Both our study and the study by Daniels and colleagues 17 were likely underpowered to detect statistically significant differences in bleeding rates between the bridged and not bridged groups. However, the findings from these 2 analyses should be used as pilot data to justify a randomized, placebo-controlled trial of low-molecular-weight heparin bridge therapy for patients with MHV requiring warfarin interruption for elective invasive procedures.
Conclusion
The use of bridge therapy is common among patients with MHV interrupting warfarin for elective invasive procedures and may be associated with an increased bleeding risk. Further research with adequate power to identify important differences in TE risk among patients with MHV receiving and not receiving bridge therapy is needed.
Footnotes
Authors’ Note
This study was conducted at Kaiser Permanente of Colorado. At the time of the study, S.M.M. was a Post-Graduate Year 2 Pharmacy Resident at Kaiser Permanente Colorado. Portions of this study were presented by S.M.M. at the Mountain States Conference in Salt Lake City, Utah, on May 13, 2015. T.D. and N.P.C. had full access to all of the data in the study and took responsibility for the integrity of the data and the accuracy of the data analysis, including and especially any adverse effects. T.D., S.M.M., D.J., D.M.W. J.D., and N.P.C. contributed substantially to the study design, data analysis and interpretation, and the writing and revision of the manuscript.

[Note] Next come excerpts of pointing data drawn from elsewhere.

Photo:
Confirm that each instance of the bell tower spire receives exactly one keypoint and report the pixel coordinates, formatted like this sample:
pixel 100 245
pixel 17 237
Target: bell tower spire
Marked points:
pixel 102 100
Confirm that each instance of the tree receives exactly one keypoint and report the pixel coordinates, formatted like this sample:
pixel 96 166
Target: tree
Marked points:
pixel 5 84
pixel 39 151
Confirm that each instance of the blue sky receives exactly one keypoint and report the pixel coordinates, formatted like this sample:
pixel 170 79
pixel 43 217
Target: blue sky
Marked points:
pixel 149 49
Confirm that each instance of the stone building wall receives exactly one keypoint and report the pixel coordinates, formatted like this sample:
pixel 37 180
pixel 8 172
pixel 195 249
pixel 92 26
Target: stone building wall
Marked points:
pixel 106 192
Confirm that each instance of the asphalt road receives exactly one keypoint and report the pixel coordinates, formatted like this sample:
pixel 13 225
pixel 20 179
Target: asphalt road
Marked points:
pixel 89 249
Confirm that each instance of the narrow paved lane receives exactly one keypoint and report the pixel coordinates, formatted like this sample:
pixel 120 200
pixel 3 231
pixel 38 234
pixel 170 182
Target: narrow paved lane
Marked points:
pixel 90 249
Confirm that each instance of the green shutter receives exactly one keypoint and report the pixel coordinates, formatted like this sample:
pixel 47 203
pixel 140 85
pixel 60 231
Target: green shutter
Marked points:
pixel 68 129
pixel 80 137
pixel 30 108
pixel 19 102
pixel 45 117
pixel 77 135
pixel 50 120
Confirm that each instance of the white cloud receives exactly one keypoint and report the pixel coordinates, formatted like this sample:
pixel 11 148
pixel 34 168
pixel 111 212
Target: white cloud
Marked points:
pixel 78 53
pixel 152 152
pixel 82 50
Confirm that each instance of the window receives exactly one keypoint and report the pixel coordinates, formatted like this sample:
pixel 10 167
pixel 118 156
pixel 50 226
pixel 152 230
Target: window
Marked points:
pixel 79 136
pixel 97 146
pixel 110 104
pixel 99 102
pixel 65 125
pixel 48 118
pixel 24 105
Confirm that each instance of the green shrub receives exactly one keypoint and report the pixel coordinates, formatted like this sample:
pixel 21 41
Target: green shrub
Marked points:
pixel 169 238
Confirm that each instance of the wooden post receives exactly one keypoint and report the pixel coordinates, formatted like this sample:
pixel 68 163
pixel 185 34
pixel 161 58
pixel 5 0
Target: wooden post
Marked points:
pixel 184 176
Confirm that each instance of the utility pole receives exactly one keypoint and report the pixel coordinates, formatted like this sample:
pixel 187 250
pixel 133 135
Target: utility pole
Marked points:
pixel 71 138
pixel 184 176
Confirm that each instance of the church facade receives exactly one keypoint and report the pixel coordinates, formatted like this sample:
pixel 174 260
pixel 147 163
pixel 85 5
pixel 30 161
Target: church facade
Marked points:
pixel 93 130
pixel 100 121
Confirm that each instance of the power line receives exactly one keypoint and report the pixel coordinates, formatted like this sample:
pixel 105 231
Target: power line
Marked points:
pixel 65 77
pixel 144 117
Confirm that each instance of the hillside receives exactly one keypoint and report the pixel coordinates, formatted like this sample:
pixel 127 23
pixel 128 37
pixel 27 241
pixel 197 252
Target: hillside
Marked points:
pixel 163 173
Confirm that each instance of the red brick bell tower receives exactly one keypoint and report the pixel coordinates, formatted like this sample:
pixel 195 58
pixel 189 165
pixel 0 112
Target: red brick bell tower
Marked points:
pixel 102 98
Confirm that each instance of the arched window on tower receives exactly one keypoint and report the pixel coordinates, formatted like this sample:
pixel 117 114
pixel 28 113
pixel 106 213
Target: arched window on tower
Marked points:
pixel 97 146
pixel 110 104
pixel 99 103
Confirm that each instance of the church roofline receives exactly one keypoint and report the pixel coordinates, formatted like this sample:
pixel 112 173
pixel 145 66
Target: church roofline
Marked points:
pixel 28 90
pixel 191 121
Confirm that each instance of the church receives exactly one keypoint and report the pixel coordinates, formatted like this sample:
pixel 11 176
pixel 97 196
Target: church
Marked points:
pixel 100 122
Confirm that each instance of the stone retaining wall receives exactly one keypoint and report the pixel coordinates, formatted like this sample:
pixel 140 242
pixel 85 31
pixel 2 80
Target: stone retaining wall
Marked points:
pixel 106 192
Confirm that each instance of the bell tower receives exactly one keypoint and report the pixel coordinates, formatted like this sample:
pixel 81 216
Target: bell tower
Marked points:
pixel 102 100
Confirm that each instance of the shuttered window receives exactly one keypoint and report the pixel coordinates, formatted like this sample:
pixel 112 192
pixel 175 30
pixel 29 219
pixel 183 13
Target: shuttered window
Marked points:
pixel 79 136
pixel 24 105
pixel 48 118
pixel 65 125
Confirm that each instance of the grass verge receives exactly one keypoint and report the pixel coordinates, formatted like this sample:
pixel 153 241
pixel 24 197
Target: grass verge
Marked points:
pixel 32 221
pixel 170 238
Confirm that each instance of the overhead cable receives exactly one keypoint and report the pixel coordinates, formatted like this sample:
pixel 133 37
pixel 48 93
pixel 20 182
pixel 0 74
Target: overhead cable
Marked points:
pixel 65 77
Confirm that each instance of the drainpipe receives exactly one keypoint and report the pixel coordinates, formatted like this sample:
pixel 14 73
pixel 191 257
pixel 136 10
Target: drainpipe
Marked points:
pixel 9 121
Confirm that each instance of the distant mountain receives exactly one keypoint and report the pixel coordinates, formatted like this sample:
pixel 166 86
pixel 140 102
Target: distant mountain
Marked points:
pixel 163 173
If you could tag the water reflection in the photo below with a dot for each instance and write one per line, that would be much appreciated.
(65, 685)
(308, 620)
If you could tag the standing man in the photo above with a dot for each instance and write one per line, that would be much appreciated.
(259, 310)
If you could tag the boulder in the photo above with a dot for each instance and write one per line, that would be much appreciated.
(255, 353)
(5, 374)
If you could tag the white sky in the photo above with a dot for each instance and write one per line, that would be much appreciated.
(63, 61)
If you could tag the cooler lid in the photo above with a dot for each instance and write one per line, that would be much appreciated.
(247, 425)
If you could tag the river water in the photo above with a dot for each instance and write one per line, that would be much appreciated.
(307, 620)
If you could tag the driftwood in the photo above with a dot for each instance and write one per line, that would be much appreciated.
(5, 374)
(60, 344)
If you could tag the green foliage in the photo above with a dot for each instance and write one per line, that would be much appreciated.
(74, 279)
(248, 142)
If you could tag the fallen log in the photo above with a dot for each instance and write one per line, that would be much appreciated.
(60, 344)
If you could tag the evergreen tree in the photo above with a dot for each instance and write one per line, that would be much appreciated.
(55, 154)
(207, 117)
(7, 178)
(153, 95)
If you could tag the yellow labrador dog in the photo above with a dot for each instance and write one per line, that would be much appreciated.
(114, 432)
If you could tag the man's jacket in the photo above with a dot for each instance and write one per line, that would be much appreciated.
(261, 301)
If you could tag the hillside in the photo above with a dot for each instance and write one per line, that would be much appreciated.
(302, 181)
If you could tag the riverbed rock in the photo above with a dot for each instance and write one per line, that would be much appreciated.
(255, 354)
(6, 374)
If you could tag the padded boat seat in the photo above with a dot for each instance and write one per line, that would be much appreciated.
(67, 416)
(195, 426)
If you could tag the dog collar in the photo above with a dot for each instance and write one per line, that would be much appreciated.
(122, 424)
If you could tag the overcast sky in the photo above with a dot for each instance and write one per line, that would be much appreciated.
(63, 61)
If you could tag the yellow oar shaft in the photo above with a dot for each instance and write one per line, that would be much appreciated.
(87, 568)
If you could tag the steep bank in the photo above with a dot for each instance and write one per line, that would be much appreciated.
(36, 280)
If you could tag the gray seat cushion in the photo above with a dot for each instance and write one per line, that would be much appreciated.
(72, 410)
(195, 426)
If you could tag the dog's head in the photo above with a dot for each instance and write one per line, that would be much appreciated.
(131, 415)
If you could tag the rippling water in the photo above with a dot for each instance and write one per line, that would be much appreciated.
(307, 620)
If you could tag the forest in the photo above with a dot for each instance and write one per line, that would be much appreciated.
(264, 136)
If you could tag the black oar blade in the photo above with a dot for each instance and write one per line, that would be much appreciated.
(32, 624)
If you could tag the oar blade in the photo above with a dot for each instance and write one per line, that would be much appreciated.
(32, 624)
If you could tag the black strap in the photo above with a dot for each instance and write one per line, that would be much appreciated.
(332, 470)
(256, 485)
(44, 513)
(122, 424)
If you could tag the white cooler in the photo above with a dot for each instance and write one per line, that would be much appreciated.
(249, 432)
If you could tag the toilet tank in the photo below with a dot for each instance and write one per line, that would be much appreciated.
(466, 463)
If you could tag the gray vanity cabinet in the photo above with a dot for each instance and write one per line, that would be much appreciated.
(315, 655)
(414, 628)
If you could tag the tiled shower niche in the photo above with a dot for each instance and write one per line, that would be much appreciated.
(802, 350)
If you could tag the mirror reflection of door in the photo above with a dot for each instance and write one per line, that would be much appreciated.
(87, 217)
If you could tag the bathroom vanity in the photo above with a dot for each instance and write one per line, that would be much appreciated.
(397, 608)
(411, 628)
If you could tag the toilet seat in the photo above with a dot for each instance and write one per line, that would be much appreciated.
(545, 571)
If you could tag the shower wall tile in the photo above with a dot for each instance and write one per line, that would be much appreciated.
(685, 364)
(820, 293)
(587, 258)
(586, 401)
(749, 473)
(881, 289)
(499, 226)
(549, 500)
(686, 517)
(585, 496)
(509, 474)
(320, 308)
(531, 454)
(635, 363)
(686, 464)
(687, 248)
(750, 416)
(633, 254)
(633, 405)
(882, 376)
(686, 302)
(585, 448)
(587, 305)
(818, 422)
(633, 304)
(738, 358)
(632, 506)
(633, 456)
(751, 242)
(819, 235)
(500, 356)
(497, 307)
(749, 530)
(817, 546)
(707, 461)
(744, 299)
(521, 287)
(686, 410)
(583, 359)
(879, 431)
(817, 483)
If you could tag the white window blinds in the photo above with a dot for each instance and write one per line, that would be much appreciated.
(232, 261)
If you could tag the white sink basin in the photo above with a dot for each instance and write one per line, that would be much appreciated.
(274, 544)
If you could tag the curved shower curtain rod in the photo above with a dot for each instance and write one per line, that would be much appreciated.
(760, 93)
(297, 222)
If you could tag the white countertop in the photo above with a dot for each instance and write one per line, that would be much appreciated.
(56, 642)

Declaration of Conflicting Interests
The author(s) declared no potential conflicts of interest with respect to the research, authorship, and/or publication of this article.
Funding
The author(s) disclosed receipt of the following financial support for the research, authorship, and/or publication of this article: Financial support for the conduct of the research and/or preparation of the article was provided by Kaiser Permanente Colorado. The sponsor had no role in study design, collection, analysis and interpretation of data, writing of the report, or the decision to submit the article for publication.